The cross entropy loss function is appropriate in classification problems but you are doing regression. You should try using a mean squared error loss function instead.
I started with simple implementation of single variable linear gradient descent but don't know to extend it to multivariate stochastic gradient descent algorithm ?
Single variable linear regression
import tensorflow as tf
import numpy as np
# create random data
x_data = np.random.rand(100).astype(np.float32)
y_data = x_data * 0.5
# Find values for W that compute y_data = W * x_data
W = tf.Variable(tf.random_uniform([1], -1.0, 1.0))
y = W * x_data
# Minimize the mean squared errors.
loss = tf.reduce_mean(tf.square(y - y_data))
optimizer = tf.train.GradientDescentOptimizer(0.01)
train = optimizer.minimize(loss)
# Before starting, initialize the variables
init = tf.initialize_all_variables()
# Launch the graph.
sess = tf.Session()
sess.run(init)
# Fit the line.
for step in xrange(2001):
sess.run(train)
if step % 200 == 0:
print(step, sess.run(W))
You have two part in your question:
How to change this problem to a higher dimension space.
How to change from the batch gradient descent to a stochastic gradient descent.
To get a higher dimensional setting, you can define your linear problem y = <x, w>. Then, you just need to change the dimension of your Variable W to match the one of w and replace the multiplication W*x_data by a scalar product tf.matmul(x_data, W) and your code should run just fine.
To change the learning method to a stochastic gradient descent, you need to abstract the input of your cost function by using tf.placeholder.
Once you have defined X and y_ to hold your input at each step, you can construct the same cost function. Then, you need to call your step by feeding the proper mini-batch of your data.

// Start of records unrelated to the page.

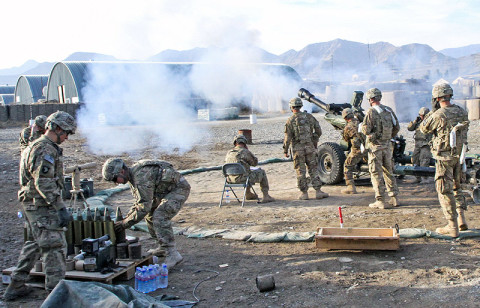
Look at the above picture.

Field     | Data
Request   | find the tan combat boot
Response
[245,187,258,200]
[147,247,167,257]
[342,184,357,195]
[368,200,393,210]
[457,208,468,231]
[260,190,275,203]
[390,196,400,207]
[3,279,32,301]
[435,220,459,237]
[164,246,183,269]
[315,188,328,199]
[298,190,308,200]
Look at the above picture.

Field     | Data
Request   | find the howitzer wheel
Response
[317,142,346,184]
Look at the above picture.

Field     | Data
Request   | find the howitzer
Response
[298,88,365,130]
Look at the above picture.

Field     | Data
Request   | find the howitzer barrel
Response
[298,88,352,115]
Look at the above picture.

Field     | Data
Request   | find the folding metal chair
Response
[218,163,256,207]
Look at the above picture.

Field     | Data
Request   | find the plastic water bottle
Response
[135,267,140,291]
[159,263,168,289]
[154,264,160,290]
[225,189,230,203]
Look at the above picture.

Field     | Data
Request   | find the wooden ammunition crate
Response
[2,255,153,284]
[315,228,400,250]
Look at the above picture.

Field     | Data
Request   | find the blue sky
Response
[0,0,480,68]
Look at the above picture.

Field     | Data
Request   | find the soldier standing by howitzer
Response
[18,115,47,151]
[4,111,76,300]
[283,97,328,200]
[102,158,190,268]
[342,108,365,194]
[362,88,400,209]
[225,135,275,203]
[407,107,432,183]
[420,83,469,237]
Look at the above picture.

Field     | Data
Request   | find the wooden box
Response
[315,228,400,250]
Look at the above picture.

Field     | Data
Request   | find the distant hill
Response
[0,39,480,84]
[0,60,39,75]
[63,52,118,61]
[440,44,480,58]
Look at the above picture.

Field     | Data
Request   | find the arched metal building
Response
[15,75,48,104]
[47,61,301,103]
[0,94,15,106]
[0,85,15,94]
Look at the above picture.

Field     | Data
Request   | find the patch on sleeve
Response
[43,154,55,165]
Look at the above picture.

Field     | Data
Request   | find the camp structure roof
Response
[0,85,15,94]
[15,75,48,104]
[0,94,14,106]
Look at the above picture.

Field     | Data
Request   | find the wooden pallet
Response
[2,255,153,284]
[315,228,400,250]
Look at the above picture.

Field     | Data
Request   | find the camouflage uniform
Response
[343,118,365,185]
[420,105,469,227]
[123,160,190,249]
[18,115,47,151]
[12,136,66,290]
[362,105,400,206]
[225,145,269,191]
[283,112,322,192]
[407,117,432,180]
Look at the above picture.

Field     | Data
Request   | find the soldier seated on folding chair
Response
[225,135,275,203]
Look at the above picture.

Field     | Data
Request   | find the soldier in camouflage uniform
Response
[102,158,190,268]
[407,107,432,183]
[4,111,76,300]
[342,108,365,194]
[283,97,328,200]
[225,135,275,203]
[18,115,47,151]
[420,83,469,237]
[362,88,400,209]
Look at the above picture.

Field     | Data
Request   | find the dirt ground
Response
[0,114,480,307]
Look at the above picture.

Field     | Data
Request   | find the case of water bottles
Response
[135,263,168,293]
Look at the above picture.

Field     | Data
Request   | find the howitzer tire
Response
[318,142,346,184]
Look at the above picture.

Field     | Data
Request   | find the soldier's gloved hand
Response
[57,207,73,227]
[113,221,125,233]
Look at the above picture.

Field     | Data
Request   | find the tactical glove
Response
[57,207,73,227]
[113,221,125,233]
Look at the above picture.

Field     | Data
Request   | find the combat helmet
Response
[102,158,125,181]
[45,111,77,134]
[366,88,382,101]
[233,135,248,145]
[432,83,453,98]
[288,97,303,108]
[342,108,353,119]
[35,115,47,129]
[418,107,430,116]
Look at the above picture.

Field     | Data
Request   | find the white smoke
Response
[78,63,203,154]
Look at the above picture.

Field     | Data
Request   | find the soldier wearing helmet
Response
[342,108,366,194]
[283,97,328,200]
[362,88,400,209]
[407,107,432,183]
[225,135,275,203]
[102,158,190,268]
[420,83,470,237]
[4,111,76,300]
[19,115,47,151]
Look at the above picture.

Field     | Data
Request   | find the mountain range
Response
[0,39,480,84]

Here is an example of how you could implement such behavior and it should show that W quickly converges to w.
import tensorflow as tf
import numpy as np
# Define dimensions
d = 10 # Size of the parameter space
N = 1000 # Number of data sample
# create random data
w = .5*np.ones(d)
x_data = np.random.random((N, d)).astype(np.float32)
y_data = x_data.dot(w).reshape((-1, 1))
# Define placeholders to feed mini_batches
X = tf.placeholder(tf.float32, shape=[None, d], name='X')

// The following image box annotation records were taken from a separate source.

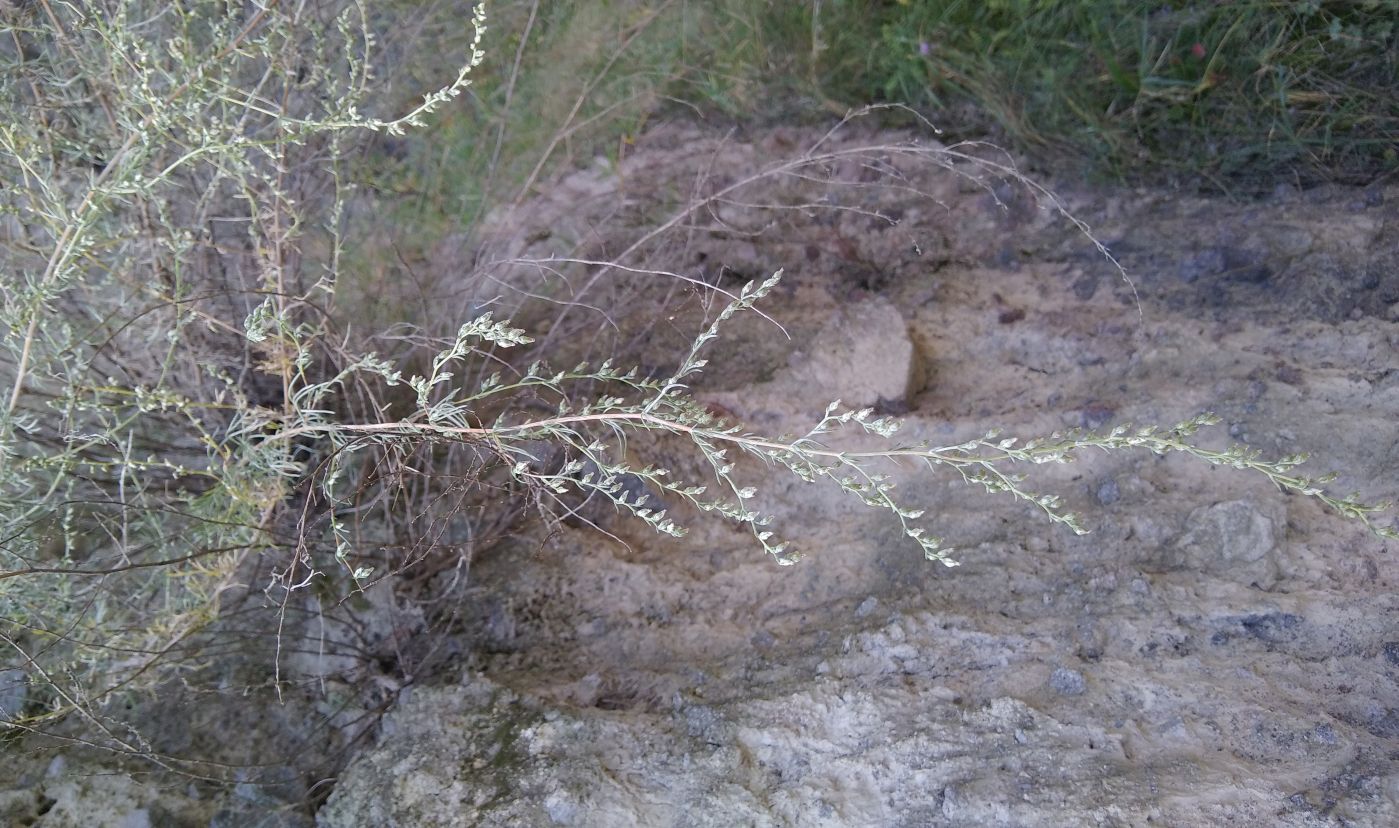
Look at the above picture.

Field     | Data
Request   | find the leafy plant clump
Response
[0,0,1393,773]
[767,0,1399,189]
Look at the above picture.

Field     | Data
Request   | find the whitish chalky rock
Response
[712,298,922,422]
[1157,501,1279,589]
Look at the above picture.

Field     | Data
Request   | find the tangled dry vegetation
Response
[0,0,1392,800]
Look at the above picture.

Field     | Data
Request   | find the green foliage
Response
[738,0,1399,186]
[0,0,1392,777]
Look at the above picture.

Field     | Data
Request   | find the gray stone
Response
[1049,667,1087,695]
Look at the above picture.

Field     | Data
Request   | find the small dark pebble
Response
[1177,248,1228,283]
[1049,667,1086,695]
[1079,403,1116,431]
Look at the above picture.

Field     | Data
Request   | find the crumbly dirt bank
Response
[319,119,1399,827]
[0,123,1399,828]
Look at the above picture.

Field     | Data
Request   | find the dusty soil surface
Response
[319,127,1399,827]
[6,124,1399,828]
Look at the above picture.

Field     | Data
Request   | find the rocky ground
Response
[4,124,1399,828]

y_ = tf.placeholder(tf.float32, shape=[None, 1], name='y')
# Find values for W that compute y_data = <x, W>
W = tf.Variable(tf.random_uniform([d, 1], -1.0, 1.0))
y = tf.matmul(X, W, name='y_pred')
# Minimize the mean squared errors.
loss = tf.reduce_mean(tf.square(y_ - y))
optimizer = tf.train.GradientDescentOptimizer(0.01)
train = optimizer.minimize(loss)
# Before starting, initialize the variables
init = tf.initialize_all_variables()
# Launch the graph.
sess = tf.Session()
sess.run(init)
# Fit the line.
mini_batch_size = 100
n_batch = N // mini_batch_size + (N % mini_batch_size != 0)
for step in range(2001):
i_batch = (step % n_batch)*mini_batch_size
batch = x_data[i_batch:i_batch+mini_batch_size], y_data[i_batch:i_batch+mini_batch_size]
sess.run(train, feed_dict={X: batch[0], y_: batch[1]})
if step % 200 == 0:
print(step, sess.run(W))
Two side notes:
The implementation below is called a mini-batch gradient descent as at each step, the gradient is computed using a subset of our data of size mini_batch_size. This is a variant from the stochastic gradient descent that is usually used to stabilize the estimation of the gradient at each step. The stochastic gradient descent can be obtained by setting mini_batch_size = 1.
The dataset can be shuffle at every epoch to get an implementation closer to the theoretical consideration. Some recent work also consider only using one pass through your dataset as it prevent over-fitting. For a more mathematical and detailed explanation, you can see Bottou12. This can be easily change according to your problem setup and the statistic property your are looking for.